Among Avadenka's awards are a 2009 Kresge Arts in Detroit Fellowship and individual artist grants from the National Endowment for the Arts and the Michigan Council for Arts and Cultural Affairs. Residencies and teaching opportunities have taken her to Germany, Israel, Italy, Nebraska, New Hampshire, New York, North Carolina, Oregon and Virginia.

Avadenka's art is exhibited and collected internationally, including Bibliotheca Librorum, New South Wales, Australia; Bibliotecha Rosenthaliana, Amsterdam, The Netherlands; The British Library, London; The Detroit Institute of Arts; The Jewish Museum, New York; The Israel Museum, Jerusalem; The Library of Congress, Washington, D.C.; The Library of the Jewish Theological Seminary of America, New York; The New York Public Library; Museum Meermano/The House of the Book, The Hague, The Netherlands and The Watson Library at The Metropolitan Museum of Art, New York and over 50 Special Collections and University Libraries.

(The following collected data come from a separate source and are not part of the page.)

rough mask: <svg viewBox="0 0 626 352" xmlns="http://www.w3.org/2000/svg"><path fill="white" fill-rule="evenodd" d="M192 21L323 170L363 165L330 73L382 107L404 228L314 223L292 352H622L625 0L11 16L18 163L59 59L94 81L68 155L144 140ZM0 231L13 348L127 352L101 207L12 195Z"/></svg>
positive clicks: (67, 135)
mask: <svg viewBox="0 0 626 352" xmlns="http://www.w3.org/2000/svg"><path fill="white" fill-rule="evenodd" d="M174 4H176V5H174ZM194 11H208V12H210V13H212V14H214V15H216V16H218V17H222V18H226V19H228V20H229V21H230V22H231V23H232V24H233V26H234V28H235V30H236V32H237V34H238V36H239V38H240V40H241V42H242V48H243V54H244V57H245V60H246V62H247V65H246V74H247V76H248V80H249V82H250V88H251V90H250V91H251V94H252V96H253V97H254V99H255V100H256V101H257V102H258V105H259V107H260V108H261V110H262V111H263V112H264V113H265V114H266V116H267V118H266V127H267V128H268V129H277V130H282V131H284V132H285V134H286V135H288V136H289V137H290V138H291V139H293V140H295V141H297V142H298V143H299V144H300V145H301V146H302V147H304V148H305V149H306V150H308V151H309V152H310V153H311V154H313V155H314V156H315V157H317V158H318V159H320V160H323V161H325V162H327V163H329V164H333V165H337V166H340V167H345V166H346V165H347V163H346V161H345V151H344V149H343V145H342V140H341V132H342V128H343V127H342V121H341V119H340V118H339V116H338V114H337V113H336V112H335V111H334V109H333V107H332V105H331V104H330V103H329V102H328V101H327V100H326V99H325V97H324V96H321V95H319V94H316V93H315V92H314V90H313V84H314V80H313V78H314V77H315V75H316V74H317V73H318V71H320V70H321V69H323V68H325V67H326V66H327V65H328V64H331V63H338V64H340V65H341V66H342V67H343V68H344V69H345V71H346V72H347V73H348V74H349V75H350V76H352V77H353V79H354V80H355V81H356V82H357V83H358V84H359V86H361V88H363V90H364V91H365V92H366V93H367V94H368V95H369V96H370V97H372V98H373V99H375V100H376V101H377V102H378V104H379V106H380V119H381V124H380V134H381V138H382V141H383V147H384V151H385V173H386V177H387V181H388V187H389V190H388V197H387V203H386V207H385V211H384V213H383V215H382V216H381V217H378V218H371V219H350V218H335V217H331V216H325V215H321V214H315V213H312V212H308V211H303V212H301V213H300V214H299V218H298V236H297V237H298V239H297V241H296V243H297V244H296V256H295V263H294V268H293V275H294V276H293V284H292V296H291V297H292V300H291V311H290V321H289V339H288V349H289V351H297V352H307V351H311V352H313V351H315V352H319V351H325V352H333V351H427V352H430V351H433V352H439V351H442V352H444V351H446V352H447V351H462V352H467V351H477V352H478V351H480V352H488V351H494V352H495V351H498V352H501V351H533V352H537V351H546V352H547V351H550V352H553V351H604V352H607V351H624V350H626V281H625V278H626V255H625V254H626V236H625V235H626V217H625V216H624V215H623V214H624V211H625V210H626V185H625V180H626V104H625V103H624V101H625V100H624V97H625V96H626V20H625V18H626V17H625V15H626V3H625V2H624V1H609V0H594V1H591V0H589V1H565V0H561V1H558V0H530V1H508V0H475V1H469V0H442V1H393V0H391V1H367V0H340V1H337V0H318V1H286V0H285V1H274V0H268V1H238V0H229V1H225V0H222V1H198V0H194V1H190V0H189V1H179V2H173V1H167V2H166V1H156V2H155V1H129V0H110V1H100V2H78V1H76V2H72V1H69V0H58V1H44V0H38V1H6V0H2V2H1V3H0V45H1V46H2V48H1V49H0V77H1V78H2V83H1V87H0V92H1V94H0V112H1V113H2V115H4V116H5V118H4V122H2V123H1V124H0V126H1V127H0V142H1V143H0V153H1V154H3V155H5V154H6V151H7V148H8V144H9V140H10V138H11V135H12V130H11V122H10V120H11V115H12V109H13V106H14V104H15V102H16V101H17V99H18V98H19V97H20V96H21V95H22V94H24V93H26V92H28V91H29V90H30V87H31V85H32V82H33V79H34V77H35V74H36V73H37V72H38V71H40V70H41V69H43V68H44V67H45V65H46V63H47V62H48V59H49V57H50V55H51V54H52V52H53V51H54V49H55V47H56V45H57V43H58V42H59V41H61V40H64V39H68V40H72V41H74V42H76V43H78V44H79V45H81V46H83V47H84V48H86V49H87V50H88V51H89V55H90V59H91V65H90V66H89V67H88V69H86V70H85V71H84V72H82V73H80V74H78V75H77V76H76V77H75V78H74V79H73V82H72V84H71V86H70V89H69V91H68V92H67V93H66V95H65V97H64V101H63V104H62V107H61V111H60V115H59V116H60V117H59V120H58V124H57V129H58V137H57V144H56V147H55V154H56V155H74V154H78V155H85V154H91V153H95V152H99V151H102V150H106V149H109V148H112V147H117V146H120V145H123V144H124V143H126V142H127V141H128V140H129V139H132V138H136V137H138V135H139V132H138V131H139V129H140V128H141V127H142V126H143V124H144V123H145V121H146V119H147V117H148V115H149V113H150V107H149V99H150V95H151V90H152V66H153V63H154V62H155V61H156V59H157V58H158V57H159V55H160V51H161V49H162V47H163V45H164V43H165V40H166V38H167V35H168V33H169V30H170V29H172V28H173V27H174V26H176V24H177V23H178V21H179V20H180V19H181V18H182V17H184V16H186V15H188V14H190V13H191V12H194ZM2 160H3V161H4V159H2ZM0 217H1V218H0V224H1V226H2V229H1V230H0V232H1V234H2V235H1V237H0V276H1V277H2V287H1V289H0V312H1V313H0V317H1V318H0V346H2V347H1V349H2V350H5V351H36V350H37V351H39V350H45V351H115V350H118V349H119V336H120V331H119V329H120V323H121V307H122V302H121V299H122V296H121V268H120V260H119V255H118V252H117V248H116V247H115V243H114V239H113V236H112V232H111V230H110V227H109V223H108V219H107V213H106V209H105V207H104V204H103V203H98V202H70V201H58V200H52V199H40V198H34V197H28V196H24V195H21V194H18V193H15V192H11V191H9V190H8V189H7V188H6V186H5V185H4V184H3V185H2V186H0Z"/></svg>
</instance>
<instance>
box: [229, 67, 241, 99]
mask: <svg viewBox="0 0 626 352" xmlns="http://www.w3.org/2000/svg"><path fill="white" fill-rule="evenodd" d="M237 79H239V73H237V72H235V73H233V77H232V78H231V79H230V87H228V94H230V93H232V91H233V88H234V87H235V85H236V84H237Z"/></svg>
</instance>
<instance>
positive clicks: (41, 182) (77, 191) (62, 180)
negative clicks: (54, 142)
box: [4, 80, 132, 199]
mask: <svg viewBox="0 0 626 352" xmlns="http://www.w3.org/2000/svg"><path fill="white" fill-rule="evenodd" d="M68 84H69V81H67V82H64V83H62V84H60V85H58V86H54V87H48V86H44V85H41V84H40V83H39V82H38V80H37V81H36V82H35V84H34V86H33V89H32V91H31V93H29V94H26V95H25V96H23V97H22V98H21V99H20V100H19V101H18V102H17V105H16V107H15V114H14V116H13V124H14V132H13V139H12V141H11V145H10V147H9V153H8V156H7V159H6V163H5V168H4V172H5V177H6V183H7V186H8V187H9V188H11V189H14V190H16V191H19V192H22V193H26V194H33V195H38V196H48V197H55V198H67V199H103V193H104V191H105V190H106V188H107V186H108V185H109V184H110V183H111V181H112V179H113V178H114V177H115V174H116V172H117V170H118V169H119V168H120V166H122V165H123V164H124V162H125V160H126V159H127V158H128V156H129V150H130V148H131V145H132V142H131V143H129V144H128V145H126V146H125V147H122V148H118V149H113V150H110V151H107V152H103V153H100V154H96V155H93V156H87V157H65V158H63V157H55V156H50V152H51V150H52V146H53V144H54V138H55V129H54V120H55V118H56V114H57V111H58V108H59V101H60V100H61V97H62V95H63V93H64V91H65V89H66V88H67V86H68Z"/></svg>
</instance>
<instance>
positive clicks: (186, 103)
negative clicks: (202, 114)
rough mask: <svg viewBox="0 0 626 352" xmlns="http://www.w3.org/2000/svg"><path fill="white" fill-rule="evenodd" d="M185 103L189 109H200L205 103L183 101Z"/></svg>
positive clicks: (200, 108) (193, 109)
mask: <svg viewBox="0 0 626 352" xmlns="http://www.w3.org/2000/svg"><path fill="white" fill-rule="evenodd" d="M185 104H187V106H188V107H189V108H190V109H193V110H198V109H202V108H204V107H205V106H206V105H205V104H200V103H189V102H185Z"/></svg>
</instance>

…About half the time, Avadenka tells stories through visual and alphabetic language of her own construction, but equally as often she chooses found text by other writers, an act of engagement that she views as a kind of dialogue over time. Avadenka works at constant translation — not the literal movement from one written language to another, but the even more subjective process of translating written content to a visual medium.

...This is Avadenka’s gift: capturing the endless and shifting combinations at the intersection of language as content, design, and physical impact of the mark on the page.